I turned to page one of the Teddy Bears’ Picnic and was just learning that Mr. and Mrs. Bear were planning a much-needed trip to the country when Riccardo interrupted their outing.

 

>Sing!’ the child demanded, as if the word were a growl and he were a grizzly.

 

Unfortunate though it was, this otherwise adorable tot seemed to have mastered the imperative form during recess.

 

>Sing?’ I repeated dumbly.

 

>Sing the cloud song’.

 

Hmm. While I could recall several tunes about storms, not a single cloud song floated through my sky-blue mind. Oh well. Fifteen years of language teaching does much to bolster resourcefulness. Had Riccardo not been sitting on my feet, I would have performed a Gene Kelley twirl and belted out three bars of Singing in the Rain’. As it was, the weight of his stocky frame had paralyzed me from the knee down, squelching any chance of a tap dance. I needed an alternative source of inspiration. The next song that came into my head was, of course, Caramba, beviamo del whiskey, an Italian campfire song inspired by the Old West that never was. I resisted.
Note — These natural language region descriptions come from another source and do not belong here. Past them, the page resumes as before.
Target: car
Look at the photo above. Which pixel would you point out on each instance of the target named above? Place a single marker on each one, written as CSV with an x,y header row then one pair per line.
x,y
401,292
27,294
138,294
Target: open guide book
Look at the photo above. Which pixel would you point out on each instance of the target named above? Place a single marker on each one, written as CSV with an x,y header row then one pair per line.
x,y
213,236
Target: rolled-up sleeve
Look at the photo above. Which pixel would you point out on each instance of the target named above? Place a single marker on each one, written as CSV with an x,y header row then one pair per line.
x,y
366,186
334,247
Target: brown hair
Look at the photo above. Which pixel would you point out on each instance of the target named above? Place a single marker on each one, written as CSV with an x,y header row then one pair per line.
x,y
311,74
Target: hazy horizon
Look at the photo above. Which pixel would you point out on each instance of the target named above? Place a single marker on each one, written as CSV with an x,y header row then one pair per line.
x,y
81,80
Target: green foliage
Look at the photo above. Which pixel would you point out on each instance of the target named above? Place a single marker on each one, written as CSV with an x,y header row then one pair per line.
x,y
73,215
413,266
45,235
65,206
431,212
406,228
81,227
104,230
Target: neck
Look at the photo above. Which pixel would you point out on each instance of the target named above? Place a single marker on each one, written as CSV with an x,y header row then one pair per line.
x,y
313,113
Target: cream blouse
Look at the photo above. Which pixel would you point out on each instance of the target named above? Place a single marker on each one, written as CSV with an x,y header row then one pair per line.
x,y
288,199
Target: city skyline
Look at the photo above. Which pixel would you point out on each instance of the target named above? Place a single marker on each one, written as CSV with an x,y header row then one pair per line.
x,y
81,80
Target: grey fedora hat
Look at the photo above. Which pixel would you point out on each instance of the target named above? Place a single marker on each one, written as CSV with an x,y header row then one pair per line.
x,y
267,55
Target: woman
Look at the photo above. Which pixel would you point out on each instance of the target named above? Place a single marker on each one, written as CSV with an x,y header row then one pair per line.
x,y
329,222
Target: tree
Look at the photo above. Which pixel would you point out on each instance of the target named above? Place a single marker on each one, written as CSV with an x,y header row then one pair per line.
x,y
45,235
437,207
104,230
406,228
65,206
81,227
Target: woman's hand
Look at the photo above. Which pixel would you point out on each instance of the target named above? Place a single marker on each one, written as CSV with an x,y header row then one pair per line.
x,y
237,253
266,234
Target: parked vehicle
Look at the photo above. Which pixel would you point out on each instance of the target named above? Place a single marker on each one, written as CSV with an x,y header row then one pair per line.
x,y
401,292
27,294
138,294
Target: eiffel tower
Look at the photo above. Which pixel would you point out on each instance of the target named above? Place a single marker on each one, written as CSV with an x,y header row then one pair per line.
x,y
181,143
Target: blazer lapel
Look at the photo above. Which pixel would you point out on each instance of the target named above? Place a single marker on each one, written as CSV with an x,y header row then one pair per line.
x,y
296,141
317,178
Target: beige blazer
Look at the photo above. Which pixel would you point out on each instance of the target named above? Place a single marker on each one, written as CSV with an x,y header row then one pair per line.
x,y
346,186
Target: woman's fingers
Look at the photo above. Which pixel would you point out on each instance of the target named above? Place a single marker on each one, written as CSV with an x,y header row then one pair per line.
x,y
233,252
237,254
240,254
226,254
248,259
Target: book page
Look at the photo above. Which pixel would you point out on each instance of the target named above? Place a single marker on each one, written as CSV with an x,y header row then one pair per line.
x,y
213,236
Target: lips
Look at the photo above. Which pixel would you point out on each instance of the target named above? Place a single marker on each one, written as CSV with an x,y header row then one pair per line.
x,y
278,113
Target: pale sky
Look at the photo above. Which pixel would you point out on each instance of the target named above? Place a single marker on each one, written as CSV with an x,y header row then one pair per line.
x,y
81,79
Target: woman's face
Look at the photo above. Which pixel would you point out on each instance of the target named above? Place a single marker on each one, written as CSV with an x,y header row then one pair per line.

It wasn’t in English, and although most Italian parents are not declared prohibitionists, it’s never wise to risk it on your first day.

 

We settled for The itsy-bitsy spider’. I say settle’ because anyone who has taught English for more than three lessons fully realizes that the song is appropriate only for students preparing to take the prepositions portion of the Cambridge exam. Itsy’ is not even a real word and water spout’ will get you nowhere in life. But Riccardo took to the bitsy tune as if it were il fatto bello della settimana-which made the boy himself the beautiful fact of the week.